ここまでの飛ばしも違法行為だが、損失隠しに至って完全な粉飾決算となった。

 1997年、自転車操業は限界に達し、とうとう損失が表面化した。直前に、社長を引き継いだ野澤正平はマスコミへの会見の最後で、マイクを持って立ち上がり、涙を流しながら「社員は悪くありませんから!」と言った。 その姿は、TVなどで繰り返し流されたことを思い出す皆様もおられよう。

 当時は日本中が金儲けに染まっていた時代である。山一證券が企業コンプライアンスの基本原則の一つで、法律や内規などごく基本的なルールに従って活動していれば少なくとも倒産という悲劇は免れたのではなかろうか。

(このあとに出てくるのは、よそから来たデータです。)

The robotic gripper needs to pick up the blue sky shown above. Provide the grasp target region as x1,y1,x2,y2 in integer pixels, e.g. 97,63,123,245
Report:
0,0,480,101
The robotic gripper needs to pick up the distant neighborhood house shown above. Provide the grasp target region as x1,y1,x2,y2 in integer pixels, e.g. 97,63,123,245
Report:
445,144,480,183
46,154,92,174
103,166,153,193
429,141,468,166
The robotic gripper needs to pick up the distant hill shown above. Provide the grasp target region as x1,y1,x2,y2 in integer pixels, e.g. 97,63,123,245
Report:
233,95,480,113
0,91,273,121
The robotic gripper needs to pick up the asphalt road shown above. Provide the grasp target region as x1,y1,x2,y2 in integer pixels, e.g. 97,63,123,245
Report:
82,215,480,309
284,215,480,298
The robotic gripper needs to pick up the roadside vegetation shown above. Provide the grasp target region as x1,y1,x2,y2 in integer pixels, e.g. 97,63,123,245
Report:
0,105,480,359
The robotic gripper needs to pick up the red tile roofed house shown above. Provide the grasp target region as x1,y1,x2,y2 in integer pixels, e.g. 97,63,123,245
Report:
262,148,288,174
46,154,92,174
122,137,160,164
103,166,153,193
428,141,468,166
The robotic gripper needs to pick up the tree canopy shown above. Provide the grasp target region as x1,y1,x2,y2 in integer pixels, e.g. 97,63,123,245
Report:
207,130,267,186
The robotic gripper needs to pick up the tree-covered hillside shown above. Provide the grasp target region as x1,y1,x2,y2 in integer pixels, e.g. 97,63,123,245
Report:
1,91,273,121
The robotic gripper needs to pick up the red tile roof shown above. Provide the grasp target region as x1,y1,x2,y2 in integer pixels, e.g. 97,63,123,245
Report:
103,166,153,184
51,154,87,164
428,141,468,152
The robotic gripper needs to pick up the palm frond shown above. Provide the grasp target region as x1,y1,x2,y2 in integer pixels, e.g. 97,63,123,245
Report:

●ダイエー(流通業界の革命児、中内功氏が築いた“ダイエー帝国”)は、1957年(昭和32年)に兵庫県神戸市で創業。20世紀の日本の流通・小売業界を発展させた代表的な企業としても知られる。
大型商業施設(ショッピングセンター方式)や総合スーパーを日本で初めて導入した。かつては日本最大手の流通企業であり、日本を牽引する総合スーパー事業者であった。

 ダイエー破綻の基本的な要因は、バブル期に広大な土地を次々と購入、出店による周囲の土地の値上がりを見越して、含み益を狙うビジネスモデルで成長してきた。バブル崩壊とともに3兆円にものぼる空前の負債を抱えるハメになる。

 もちろん「総合スーパーの業態は1990年代半ばあたりから売り上げが落ち込む。ダイエーは不動産取得に執着するあまり、ホテル、遊園地、プロ野球球団まで傘下に収め、小売りやその周辺事業にとどまらない多角化を進めてきた。 結局、不慣れな業界に参入して失敗を重ねたことも破綻の要因になる。

 中内氏の軌道修正不能なワンマン体質はに有名であった。自分の長男を31歳の若さで専務に抜擢したり、周囲をイエスマンで固めたりしたのは完全な失敗。
 中内は非常に自己主張の強い人物で、 反対意見を持つ人たちを遠ざける傾向があった。会社という組織で反対意見が出ないのは危険。イエスマンばかり集まって独裁体制を築いてしまうと「会社が間違った方向に進んでも止められなくなる」 という爆弾を抱くことになる(株式投資)。

 ダイエーを手術するため、中内氏は当時日本楽器製造(現ヤマハ)社長だった河島氏をスカウトした。「V革作戦」ではまず、百貨店事業の撤退に着手した。 「過去の『ワンマン中内』を知る人には信じられないだろうが、計画の立案から実行までのすべてを若手に任せた」という。

 一時的にV革作戦が成功すると中内氏は第一線に復帰し、ダイエーは元の“中内商店”に戻った。河島氏は、中内氏が再建を引き受けたミシン製造会社リッカーの社長に飛ばされた。 政府は巨額負債のダイエーの倒産を恐れ、強圧的に産業再生機構を適用し丸紅の傘下に、その後イオンの連結子会社にくみすることになった。2018年「ダイエー」の屋号は消滅する予定である。

 昭和40年代馬鹿にしていたあの弱小ジャスコ(現イオン)の軍門にダイエーが入ると誰が想像したであろうか。まさに「―――盛者必衰の理をあらはす」である。

 エッセイのタイトルを「魚は頭、企業は社長から腐る」とした。昨今の森友学園土地払い下げ問題で財務省の公文書の書き換えは由々しき問題である。 長期政権を自負する安倍総理は自らがまいた火種をどう処理するのか国民はしかと注視したい。まさか腐った頭にはならないだろう。